When Sprint Nextel and Clearwire announced Nov. 9 that they were abandoning their WiMax partnership, many people speculated that Clearwire might pick up with Google.
After all, the search vendor has demonstrated quite the wireless itch of late, with its mobile social networking purchases and Android platform.
But by the time the weekend rolled around, the rumors bubbled over, the blogosphere lost its head and some industry watchers claimed Google could go for Sprint, the No. 3 U.S. wireless network carrier with a $45 billion market capitalization.
A Google acquisition of Sprint could be disastrous for a company that has worked so hard to build up its search and online advertising business, according to analysts.
Click here to read more about Googles Android platform.
"It would probably be suicidal," said Enderle Group analyst Rob Enderle, noting that the cultural differences alone would be a never-ending nightmare that would recall such disastrous past mergers of AT&T and NCR or IBM and ROLM.
Google, of Mountain View, Calif., is a high-tech company for the new millennium, relying on bringing people Internet content to make money. Sprint, of Reston, Va., is an old-line nuts and guts phone carrier looking to build a wireless network.

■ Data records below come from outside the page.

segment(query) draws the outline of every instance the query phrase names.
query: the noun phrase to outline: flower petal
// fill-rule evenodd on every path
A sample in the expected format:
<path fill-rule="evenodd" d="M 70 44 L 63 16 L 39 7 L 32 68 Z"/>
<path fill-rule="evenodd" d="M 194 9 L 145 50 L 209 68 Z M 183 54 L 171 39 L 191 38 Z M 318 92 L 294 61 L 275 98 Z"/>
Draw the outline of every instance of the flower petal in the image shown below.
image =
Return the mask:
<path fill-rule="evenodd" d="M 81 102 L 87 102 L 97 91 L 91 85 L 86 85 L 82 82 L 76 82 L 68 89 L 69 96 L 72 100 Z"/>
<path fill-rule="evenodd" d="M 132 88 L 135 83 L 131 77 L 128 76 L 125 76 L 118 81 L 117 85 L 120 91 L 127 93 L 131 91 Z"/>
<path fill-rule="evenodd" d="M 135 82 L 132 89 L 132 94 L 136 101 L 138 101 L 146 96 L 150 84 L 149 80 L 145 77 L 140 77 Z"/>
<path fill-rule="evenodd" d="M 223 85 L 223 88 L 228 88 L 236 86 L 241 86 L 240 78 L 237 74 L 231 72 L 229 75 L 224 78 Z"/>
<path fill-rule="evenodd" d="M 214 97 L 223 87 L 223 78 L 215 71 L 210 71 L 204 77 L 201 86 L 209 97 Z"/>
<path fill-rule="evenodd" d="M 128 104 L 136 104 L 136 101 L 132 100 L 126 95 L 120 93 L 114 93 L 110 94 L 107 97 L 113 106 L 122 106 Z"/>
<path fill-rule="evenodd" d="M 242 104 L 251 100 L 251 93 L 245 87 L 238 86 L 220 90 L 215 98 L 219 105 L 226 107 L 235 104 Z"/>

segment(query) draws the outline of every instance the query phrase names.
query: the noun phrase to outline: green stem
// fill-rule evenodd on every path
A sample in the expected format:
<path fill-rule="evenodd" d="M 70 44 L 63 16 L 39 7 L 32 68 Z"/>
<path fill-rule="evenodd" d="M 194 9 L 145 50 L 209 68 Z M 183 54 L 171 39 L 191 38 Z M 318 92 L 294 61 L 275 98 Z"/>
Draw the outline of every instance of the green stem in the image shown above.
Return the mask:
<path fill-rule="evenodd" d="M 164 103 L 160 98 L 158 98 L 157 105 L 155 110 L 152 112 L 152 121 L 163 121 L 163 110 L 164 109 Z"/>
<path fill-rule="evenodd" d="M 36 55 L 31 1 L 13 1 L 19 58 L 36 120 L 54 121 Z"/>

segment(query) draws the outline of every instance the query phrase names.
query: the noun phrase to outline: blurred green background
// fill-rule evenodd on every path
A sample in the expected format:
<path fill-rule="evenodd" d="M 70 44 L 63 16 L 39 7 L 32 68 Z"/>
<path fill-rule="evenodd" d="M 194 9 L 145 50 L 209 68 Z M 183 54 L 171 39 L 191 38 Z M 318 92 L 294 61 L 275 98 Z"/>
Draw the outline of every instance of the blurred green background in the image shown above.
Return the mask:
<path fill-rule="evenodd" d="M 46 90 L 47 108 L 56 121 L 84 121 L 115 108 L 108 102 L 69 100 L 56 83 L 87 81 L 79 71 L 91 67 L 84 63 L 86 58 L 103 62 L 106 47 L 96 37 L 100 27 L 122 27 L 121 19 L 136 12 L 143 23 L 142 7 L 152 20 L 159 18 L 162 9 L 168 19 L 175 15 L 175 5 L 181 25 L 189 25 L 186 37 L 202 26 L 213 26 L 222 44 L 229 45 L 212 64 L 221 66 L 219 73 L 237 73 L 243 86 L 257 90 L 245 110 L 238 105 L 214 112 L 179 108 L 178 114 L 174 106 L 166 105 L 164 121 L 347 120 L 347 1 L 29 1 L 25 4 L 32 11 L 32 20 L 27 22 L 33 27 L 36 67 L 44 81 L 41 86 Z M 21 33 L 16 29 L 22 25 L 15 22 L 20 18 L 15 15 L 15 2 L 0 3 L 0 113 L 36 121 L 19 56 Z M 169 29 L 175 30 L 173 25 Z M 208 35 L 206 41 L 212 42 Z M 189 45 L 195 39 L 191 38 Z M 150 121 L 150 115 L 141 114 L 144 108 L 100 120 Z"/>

Yes, Google is looking to build out its wireless services so that it might target the mobile user with advertising, and, yes, Google and Sprint are already partnered to provide WiMax services. These factors alone might make a merger between the search giant and Sprint look like a Reeses peanut butter cup by comparison.
However, these companies appear to be heading off to separate poles. Google is stable, soaring high on the wings of a $200 billion market cap; Sprint is in flux in the wake of the loss of its Clearwire WiMax deal and the departure of its CEO.
Further complicating the cake mix is that Sprint is also part of the newly-announced Open Handset Alliance, or OHA, an initiative to build an open mobile ecosystem around Googles Android platform.